The Crucifixion by artist George Mayer-Marton was created on the wall of the Church of the Holy Rosary in Oldham in 1955.
But, according to Save Britain’s Heritage, there are fears it could face vandalism, theft or demolition as the church has remained closed since 2017.
A spokesman for the conservation charity said it was backing calls to rescue the artwork and had written to Historic England urging them to recommend it was listed.
The Diocese of Salford, which owns the church, said it was committed to finding a new home for the work and had stepped up security around the site.
The mural includes a mosaic of the figure of Christ and paintings of Mary and John the Apostle on a background of blue.
The paintings, created using the technique fresco, where paint is put directly onto plaster, have since been covered over but campaigners hope the original work remains intact and could be restored.
Henrietta Billings, director of Save Britain’s Heritage said: “This is an incredibly rare, well executed and important mural for Oldham and for England by a leading 20th century artist and lecturer, it needs protection and national recognition through listing and Save is ready to help find a secure future for it.”
A spokeswoman for the Diocese of Salford said: “Since the closure of the Church of the Holy Rosary in 2017, protecting George Mayer-Marton’s rare work of art has been of paramount importance to us.
“We have taken action to improve the security of the building to ensure the safety of the work and have cooperated with parties who have shown an interest in it.
“The Diocese of Salford is committed to finding a new home for the work of art and we continue to explore options to find a place where it can be permanently displayed and made available to members of the public for years to come.”

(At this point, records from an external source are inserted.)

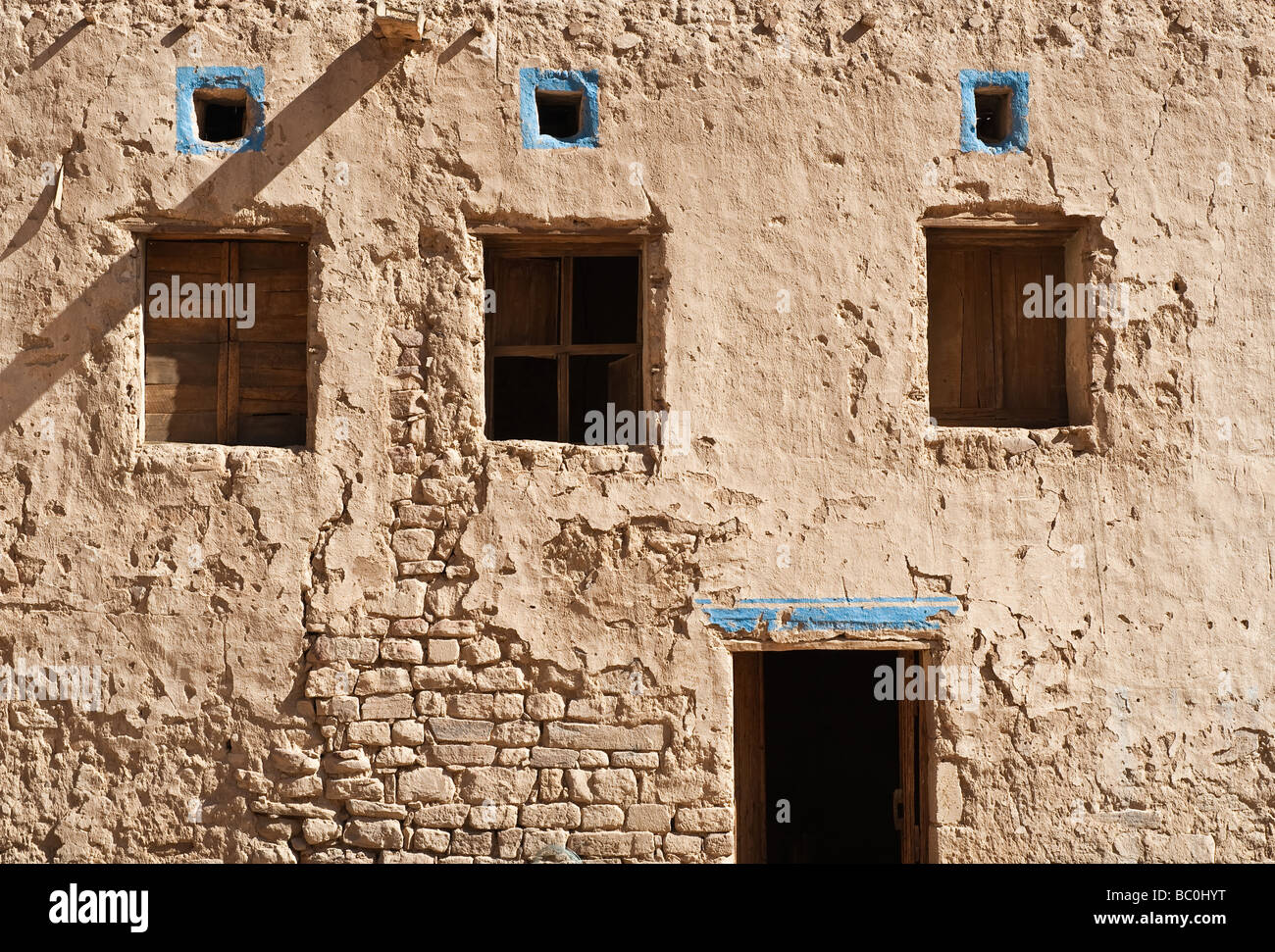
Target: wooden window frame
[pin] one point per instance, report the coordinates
(1067, 233)
(565, 249)
(229, 390)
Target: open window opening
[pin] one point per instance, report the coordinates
(564, 340)
(993, 361)
(225, 332)
(221, 115)
(559, 113)
(994, 113)
(825, 770)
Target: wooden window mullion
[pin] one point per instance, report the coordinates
(232, 352)
(564, 361)
(224, 358)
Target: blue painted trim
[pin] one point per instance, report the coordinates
(559, 80)
(1018, 83)
(897, 613)
(191, 77)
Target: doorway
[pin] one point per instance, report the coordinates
(827, 769)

Mayer-Marton, of Jewish-Hungarian origin, was a leading figure in the art world in Vienna, Austria, the 1920s and 1930s before he and his wife escaped to Britain in 1938.
In 1952 he became a lecturer at the Liverpool College of Art and while there was commissioned by the Roman Catholic Church to carry out works at a number of churches in Lancashire and Cheshire.
Another of his murals, the Pentecost, can now be seen at the Metropolitan Cathedral of Christ the King in Liverpool.
A spokesman for Historic England confirmed an application to list the church had been received and was being carefully considered.